The water begins to bubble; the oven dings: proper temperature has been reached, and we can slide the pizzas into the intense heat.
Even with the AC, the kitchen grows warm. Steam rises from the pasta pot. I crack fettucine noodles in half, stir them into the simmering water.
James takes his pie slices down into the cool of the basement to eat; Mark and I settle in at the dining room table. The air conditioning chugs and heaves, but it does its job, and we devour steaming servings of pasta in the coolness it generates.
“The heat,” says Mark, “just takes it out of you,” and he sits in his reading chair after the dishes have been settled, opens a book, and shortly begins to snore. But he wakes after twenty minutes, shakes the cobwebs off and heads outside, glad he has installed a temperature-instigated fan in the little garage he has turned into his workshop. He has projects to complete.
And today, hot as it seems, will be the coolest day this week, the least marked pearl on a sultry string.
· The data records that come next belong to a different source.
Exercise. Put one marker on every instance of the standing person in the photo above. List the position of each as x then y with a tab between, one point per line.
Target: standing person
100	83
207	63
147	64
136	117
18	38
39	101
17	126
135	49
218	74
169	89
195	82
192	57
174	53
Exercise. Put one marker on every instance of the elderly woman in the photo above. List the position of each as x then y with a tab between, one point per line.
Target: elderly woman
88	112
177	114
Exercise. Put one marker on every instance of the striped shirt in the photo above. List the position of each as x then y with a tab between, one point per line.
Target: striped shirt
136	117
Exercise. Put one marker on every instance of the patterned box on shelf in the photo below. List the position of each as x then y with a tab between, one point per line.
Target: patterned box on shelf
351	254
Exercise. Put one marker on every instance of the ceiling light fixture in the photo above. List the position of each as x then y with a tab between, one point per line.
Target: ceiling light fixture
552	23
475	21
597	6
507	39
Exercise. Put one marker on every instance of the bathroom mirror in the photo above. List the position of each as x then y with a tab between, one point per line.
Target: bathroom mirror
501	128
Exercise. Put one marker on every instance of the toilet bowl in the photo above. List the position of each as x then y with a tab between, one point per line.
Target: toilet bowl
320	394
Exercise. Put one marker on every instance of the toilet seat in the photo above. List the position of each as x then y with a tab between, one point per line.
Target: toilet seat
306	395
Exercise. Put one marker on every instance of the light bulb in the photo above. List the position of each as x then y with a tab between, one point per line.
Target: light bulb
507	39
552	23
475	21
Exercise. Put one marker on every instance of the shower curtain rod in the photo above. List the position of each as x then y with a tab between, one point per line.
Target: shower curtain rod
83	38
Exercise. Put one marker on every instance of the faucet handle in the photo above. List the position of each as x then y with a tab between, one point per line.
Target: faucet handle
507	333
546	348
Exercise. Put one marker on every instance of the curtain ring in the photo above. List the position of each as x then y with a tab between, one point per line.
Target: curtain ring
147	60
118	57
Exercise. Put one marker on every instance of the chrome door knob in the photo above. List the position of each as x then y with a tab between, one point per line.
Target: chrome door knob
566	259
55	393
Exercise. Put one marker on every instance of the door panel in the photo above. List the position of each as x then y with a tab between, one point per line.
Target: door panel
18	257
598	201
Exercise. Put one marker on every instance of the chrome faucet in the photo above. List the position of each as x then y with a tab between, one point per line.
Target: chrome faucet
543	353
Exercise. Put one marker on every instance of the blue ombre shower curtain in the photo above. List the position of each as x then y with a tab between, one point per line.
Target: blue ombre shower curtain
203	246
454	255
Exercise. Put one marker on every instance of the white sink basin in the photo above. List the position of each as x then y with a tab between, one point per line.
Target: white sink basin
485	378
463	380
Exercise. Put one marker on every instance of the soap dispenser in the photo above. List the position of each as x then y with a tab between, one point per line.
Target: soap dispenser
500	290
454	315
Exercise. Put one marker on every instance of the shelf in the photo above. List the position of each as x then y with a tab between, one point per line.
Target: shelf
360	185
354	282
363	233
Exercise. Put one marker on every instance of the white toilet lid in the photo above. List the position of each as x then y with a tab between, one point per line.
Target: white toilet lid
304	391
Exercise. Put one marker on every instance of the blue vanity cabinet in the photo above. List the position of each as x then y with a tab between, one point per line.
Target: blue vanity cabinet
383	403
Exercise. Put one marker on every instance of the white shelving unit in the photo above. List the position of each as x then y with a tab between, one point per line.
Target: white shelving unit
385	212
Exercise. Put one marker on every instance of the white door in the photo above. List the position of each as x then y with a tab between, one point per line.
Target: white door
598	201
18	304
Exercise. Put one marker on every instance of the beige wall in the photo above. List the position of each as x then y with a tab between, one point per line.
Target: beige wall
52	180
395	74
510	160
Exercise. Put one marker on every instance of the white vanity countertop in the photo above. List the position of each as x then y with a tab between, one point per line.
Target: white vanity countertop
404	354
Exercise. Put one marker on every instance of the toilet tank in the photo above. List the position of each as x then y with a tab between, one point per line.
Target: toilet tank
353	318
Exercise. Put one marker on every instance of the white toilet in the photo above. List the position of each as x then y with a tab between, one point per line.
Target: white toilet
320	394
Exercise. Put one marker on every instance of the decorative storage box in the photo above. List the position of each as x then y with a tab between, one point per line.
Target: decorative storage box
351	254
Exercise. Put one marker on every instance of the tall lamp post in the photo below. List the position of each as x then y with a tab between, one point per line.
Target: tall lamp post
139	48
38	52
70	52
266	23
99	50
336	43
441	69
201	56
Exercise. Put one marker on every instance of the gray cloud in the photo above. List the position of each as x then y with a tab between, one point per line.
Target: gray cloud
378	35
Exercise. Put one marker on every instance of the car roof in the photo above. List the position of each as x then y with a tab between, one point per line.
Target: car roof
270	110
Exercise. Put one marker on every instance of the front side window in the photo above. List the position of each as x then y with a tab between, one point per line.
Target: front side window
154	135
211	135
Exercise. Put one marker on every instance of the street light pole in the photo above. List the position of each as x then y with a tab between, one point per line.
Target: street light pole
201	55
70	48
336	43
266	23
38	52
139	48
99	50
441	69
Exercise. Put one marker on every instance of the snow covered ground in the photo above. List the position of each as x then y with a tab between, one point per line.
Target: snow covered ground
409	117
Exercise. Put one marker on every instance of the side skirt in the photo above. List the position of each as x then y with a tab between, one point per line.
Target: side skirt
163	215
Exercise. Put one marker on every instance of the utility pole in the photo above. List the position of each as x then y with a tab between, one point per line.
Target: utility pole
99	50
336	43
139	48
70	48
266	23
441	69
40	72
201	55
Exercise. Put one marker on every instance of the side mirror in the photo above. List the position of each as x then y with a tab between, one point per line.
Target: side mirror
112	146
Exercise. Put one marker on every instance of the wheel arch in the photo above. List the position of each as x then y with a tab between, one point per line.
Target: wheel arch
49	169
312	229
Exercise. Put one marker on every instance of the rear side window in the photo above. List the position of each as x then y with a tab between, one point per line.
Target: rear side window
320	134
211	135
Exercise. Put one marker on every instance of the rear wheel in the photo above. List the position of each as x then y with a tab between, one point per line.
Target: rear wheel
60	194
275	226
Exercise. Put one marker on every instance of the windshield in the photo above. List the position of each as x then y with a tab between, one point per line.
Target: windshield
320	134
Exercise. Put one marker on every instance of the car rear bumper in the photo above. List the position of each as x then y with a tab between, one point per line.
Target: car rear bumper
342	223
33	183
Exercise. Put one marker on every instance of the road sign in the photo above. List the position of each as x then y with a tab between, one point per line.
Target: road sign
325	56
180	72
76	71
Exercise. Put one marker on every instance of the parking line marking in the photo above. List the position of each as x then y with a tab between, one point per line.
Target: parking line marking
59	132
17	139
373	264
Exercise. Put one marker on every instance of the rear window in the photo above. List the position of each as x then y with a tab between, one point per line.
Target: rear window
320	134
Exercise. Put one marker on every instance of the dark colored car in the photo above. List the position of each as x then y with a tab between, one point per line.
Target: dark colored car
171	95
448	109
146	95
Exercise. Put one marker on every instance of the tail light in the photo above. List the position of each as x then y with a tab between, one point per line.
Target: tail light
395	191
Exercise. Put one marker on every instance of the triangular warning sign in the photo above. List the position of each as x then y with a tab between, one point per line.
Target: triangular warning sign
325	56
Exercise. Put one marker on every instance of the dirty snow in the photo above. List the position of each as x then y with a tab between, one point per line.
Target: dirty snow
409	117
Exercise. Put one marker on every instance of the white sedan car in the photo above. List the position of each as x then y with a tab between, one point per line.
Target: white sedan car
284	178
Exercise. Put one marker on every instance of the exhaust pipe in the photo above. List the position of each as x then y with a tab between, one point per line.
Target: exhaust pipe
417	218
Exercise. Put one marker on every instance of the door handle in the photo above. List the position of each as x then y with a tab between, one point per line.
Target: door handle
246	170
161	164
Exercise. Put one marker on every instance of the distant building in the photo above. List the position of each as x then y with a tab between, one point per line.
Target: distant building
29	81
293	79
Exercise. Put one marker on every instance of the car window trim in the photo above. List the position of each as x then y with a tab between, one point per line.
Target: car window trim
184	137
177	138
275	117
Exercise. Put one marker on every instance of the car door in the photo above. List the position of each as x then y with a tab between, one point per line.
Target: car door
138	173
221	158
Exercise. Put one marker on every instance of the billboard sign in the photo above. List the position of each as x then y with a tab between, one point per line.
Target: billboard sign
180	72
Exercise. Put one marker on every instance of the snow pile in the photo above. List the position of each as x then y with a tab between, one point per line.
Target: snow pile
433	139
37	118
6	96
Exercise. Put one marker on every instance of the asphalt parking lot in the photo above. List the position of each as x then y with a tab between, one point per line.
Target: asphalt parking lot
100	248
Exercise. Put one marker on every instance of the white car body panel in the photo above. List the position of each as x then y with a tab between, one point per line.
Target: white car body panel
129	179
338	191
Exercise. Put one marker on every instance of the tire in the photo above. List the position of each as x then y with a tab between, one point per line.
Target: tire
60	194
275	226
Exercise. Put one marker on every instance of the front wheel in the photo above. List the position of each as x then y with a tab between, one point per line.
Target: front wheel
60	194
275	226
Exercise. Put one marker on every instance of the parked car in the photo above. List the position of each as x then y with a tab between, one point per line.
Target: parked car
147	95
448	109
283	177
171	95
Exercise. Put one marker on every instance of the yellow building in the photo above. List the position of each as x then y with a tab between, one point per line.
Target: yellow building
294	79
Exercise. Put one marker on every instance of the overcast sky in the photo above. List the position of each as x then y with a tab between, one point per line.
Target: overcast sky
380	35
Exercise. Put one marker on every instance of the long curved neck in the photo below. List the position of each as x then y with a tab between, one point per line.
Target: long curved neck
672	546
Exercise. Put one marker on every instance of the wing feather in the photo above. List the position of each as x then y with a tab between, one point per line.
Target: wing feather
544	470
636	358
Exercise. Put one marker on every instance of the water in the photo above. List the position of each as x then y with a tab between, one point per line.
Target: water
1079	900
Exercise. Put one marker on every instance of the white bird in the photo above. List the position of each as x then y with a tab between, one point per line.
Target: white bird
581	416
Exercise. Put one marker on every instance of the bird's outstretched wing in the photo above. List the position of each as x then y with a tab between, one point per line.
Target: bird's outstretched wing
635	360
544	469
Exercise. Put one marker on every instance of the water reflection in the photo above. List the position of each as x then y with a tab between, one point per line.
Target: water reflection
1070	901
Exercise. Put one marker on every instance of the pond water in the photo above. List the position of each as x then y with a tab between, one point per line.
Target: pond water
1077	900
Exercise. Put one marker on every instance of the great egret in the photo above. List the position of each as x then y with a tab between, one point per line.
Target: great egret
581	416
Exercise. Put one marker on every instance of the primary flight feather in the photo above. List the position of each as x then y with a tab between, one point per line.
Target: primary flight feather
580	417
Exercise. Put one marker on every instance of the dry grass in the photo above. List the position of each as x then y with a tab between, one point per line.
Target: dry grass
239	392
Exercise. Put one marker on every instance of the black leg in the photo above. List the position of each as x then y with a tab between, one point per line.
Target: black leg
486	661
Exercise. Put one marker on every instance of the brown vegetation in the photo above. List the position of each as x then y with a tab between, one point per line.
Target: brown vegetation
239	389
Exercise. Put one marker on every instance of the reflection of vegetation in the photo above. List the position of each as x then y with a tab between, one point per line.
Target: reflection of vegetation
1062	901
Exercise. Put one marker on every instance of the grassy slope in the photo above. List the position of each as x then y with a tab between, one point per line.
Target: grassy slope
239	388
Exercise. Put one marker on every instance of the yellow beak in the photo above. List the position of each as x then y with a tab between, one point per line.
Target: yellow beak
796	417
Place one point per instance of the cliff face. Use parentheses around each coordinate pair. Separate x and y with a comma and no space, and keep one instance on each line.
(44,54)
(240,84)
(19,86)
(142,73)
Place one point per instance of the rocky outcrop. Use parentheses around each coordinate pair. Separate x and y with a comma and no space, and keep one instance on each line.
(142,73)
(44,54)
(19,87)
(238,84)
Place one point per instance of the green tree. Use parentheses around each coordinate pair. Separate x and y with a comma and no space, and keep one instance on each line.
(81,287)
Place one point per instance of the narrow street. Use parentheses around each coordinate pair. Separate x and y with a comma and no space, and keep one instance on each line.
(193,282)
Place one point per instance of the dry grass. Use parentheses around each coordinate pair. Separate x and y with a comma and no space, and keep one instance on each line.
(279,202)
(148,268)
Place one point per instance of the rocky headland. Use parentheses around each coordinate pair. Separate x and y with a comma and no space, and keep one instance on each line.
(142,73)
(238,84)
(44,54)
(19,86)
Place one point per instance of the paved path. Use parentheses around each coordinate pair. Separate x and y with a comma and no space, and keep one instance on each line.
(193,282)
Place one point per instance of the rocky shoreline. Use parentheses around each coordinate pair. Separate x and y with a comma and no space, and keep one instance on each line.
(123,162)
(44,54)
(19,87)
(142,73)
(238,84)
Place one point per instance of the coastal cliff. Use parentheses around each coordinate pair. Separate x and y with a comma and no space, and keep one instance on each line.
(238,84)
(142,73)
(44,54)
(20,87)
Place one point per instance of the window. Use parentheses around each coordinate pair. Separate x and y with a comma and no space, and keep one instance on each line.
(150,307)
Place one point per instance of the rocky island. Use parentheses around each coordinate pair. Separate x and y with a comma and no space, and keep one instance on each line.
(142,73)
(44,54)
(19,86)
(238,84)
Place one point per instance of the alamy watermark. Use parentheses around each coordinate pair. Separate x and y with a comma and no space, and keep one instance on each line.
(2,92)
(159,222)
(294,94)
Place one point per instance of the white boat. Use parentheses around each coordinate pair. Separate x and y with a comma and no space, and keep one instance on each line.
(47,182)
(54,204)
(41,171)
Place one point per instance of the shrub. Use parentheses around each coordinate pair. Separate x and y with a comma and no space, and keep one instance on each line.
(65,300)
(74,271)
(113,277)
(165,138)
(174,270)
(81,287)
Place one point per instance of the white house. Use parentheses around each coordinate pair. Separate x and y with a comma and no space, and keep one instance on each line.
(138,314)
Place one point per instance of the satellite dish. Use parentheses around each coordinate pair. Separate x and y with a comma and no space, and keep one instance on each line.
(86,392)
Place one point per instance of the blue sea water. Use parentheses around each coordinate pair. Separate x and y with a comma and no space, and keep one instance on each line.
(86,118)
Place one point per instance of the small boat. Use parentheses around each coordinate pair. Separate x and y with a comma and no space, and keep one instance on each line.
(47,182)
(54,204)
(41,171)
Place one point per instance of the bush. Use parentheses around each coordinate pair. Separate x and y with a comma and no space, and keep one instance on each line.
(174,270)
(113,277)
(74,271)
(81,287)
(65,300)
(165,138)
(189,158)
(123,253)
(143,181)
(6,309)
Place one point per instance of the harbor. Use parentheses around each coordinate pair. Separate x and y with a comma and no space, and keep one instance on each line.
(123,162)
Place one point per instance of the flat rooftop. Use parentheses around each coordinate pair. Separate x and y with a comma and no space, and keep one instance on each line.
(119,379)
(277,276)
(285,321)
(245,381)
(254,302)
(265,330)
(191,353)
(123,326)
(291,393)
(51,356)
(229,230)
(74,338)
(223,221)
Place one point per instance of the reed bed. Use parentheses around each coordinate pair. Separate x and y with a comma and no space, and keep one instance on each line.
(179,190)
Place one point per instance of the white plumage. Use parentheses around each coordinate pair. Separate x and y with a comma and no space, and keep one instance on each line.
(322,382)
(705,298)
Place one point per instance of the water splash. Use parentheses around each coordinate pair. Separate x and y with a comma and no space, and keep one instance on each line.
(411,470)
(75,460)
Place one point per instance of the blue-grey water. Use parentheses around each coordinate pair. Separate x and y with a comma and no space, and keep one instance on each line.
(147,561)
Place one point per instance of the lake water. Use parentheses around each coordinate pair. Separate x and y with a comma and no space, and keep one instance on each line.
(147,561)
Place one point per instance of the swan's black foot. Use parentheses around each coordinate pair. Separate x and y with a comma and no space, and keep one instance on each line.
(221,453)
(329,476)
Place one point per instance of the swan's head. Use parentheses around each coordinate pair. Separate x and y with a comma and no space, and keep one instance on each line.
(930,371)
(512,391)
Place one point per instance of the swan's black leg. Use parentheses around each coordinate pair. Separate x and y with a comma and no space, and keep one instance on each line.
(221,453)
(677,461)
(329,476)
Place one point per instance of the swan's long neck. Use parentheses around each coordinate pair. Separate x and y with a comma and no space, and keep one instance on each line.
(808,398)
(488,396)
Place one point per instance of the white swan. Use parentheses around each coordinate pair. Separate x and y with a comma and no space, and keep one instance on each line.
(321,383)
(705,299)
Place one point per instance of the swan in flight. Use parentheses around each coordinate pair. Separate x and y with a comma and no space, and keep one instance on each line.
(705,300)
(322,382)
Summer is here, and its air is thick and moist. And we dance out to greet it, barefooted and bare-legged, moving more languidly than we moved on crisp, clear, spring days. Our limbs are liquid and relaxed, and the season’s possibilities seem endless. Time is fluid and sinuous; and the dropping of the sun promises cool relief.
And then the morning comes. The sun rises. And soon, the day steams.